Dans l'appartement de type 1 bis.
Je perdais mes pas.
De temps à autre je me débarrassais d'un meuble ou bien d'un objet.
Cela me touchait de créer un vide.
Une absence.
J'y voyais une manifestation de la nuit :
Mon amour.
Je jetais un disque.
Une assiette.
Un bibelot.
Un réveil.
Une tasse.
Un pot de moutarde à moitié plein.
Une table de chevet.
Un poster de Grease.
Un cours d'histoire.
Un DVD de Titanic.
Un téléphone.
Une télévision.
Un canapé.
Un slip.
Une photo d'une ma mère.
Un gobelet.
Je ressentais une joie nocturne sans précédant.
Je gardais :
Une planche posée sur deux tréteaux.
Un tapis de sol.
Une couette.
Une table blanche.
Le strict nécessaire pour cuisiner.
Il n'y avait presque rien ici.
L'appartement de type 1 bis était à l'image de la nécessité à laquelle je désirais me vouer.
Je me promenais dans l'appartement des pas perdus.

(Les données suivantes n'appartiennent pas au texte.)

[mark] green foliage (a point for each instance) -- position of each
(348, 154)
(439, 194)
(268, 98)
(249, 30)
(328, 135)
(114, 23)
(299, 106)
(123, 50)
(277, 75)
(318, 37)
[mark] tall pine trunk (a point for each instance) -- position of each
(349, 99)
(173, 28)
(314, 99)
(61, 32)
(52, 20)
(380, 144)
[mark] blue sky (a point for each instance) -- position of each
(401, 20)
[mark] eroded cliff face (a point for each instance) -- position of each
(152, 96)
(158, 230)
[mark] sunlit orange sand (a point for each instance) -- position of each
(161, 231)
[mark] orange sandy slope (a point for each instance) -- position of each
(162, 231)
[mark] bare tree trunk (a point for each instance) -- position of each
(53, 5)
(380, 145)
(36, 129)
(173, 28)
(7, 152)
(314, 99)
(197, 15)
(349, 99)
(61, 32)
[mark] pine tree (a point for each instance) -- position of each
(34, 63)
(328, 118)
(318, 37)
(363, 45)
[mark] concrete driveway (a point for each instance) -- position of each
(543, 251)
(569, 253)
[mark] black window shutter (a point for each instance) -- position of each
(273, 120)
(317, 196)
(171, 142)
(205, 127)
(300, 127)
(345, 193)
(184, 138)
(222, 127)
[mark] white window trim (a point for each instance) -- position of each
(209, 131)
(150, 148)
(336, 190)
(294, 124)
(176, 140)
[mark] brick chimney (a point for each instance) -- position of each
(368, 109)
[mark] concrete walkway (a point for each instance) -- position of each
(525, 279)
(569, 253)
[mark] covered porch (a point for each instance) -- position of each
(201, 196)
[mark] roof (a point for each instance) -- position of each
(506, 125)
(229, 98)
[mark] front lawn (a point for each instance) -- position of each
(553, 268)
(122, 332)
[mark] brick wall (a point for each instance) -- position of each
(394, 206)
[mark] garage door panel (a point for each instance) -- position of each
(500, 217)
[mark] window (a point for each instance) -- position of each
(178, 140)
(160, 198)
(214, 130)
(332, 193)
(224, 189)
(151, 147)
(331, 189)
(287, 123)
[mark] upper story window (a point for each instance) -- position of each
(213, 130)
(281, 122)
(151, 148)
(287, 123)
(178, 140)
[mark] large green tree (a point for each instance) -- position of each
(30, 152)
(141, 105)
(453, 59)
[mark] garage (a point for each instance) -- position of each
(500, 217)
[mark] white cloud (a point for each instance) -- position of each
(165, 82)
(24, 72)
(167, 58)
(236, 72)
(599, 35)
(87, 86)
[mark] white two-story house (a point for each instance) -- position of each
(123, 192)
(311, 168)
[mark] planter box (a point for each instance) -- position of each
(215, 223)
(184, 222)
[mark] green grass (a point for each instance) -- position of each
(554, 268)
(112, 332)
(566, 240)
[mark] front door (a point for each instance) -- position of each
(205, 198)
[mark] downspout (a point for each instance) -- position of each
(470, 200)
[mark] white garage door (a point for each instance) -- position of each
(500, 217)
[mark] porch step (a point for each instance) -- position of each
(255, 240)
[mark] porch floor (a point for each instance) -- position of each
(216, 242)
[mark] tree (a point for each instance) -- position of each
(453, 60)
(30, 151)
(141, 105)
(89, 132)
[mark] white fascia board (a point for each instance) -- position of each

L'absence des choses caressait la peau.
Je faisais l'amour avec ce presque rien qui vibrait de concert avec la nuit.
Emerveillé.
Dans la vacuité souriante.
Dans son volume.
Savourant une présence dans ce désert si doux.
Si intime.
Je ne reconnaissais plus les sensations du visage.
Je n'avais pas l'habitude que travaillent les muscles de ce sourire qui ne me quittait plus.
Je me sentais dans la personne comme un étranger.
Je pleurais quand je l'apercevais dans le miroir.
Que je sois dans ce corps si vivant était improbable.
Je pensais à une ma mère.
Une reconnaissance pinçait le coeur.
Je ne savais pas si ce sentiment se rapportait à sa vie ou bien à sa mort.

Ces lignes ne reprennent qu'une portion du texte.